Second-generation antipsychotics are being used as adjuncts and occasionally as monotherapy for patients with depression. GAD and depression frequently coexist and share many of the same clinical features. Quetiapine (Seroquel) has shown promise as an adjunct to antidepressants for GAD, which led Chouinard and associates to conduct a double-blind trial of extended-release (XR) quetiapine (Seroquel XR) by itself in GAD.3
In this 8-week, double-blind trial, investigators randomly assigned 873 patients to receive either quetiapine XR, 50 mg daily; quetiapine XR, 150 mg daily; paroxetine (Paxil and others), 20 mg daily; or placebo.
Both doses of quetiapine, as well as paroxetine, produced significantly greater reductions in anxiety scores compared with placebo. Similarly, the response rates at week 8 were significantly higher with all three active agents than with placebo. More subjects in the quetiapine groups withdrew due to adverse effects (11.8% and 15.6% for the 50-mg and150-mg treatments, respectively) than with paroxetine (7.9%) or placebo (4.1%). The most common cause for dropouts in both quetiapine groups was somnolence.

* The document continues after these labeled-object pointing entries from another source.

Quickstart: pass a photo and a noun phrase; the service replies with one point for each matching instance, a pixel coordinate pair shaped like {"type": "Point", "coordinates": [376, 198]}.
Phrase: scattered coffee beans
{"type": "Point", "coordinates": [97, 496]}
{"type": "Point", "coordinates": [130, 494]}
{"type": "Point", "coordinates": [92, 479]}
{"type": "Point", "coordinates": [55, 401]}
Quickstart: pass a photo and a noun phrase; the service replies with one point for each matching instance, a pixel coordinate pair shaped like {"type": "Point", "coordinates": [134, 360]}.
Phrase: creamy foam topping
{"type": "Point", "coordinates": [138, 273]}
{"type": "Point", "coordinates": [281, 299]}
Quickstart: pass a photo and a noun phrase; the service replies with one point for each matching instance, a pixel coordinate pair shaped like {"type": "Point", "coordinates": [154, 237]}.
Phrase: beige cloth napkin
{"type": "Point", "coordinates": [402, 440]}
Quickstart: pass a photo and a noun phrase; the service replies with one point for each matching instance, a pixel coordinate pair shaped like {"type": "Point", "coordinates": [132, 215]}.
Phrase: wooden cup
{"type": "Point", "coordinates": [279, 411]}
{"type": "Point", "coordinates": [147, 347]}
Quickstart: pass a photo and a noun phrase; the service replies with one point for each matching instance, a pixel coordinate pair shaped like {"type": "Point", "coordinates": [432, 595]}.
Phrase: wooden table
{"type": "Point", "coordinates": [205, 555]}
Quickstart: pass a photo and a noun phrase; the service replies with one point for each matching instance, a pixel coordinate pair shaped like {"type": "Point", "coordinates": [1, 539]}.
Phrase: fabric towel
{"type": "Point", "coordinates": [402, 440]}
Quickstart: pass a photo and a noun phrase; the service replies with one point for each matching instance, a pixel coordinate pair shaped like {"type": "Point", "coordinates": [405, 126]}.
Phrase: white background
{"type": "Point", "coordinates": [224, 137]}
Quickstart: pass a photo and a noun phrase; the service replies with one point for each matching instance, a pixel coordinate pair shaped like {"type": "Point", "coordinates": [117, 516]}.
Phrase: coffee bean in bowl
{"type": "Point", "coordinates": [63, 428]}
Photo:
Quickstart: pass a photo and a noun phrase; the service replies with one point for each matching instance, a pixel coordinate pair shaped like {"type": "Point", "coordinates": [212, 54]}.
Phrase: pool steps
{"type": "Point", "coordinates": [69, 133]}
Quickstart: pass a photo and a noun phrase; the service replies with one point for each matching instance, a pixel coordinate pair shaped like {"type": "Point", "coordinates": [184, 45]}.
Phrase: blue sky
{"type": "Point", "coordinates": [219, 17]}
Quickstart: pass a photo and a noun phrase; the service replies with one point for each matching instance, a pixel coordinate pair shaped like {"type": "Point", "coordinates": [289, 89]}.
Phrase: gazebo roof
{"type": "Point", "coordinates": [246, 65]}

It is interesting to contemplate the use of antipsychotics for patients with GAD. For most patients, antidepressants should be tried first. They are usually better tolerated and, in today's market, less expensive. Whether there will be a role for antipsychotics alone or as adjuncts in more difficult GAD cases remains to be determined by future research. As we stated at the outset, probably all serotonergic antidepressants will help alleviate the anxiety and associated symptoms of GAD. Although practitioners frequently prescribe benzodiazepines for these patients, in clinical trials, antidepressants show greater efficacy. In addition, GAD typically coexists with depression. At this time, duloxetine appears to be comparably effective to other antidepressants for the treatment of GAD. For difficult cases, off-label use of an antipsychotic might be considered.
1Davidson JRT, Wittchen HU, Llorca PM, Erickson J, Detke MJ, Ball SG, Russell JM: Duloxetine 60 to 120 mg once daily for the prevention of relapse in adults with generalized anxiety disorder: A double-blind placebo-controlled trial. Poster presented at the 46th annual meeting of the American College of Neuropsychopharmacology, Boca Raton, FL, December 9-13, 2007.
2Detke MJ, Nutt D, Allgulander C, Erickson J, Spann M, Walker D, Ball SG, Russell JM: A noninferiority comparison of duloxetine and venlafaxine XR for the treatment of adult patients with generalized anxiety disorder. Poster presented at the 46th annual meeting of the American College of Neuropsychopharmacology, Boca Raton, FL, December 9-13, 2007.
3Chouinard G, Bandelow B, Ahokas A, Eggens I, Liu S, Brecher M: Once-daily extended release quetiapine fumarate (quetiapine XR) monotherapy in generalized anxiety disorder: A phase III, double-blind, placebo-controlled study. Poster presented at the 46th annual meeting of the American College of Neuropsychopharmacology, Boca Raton, FL, December 9-13, 2007.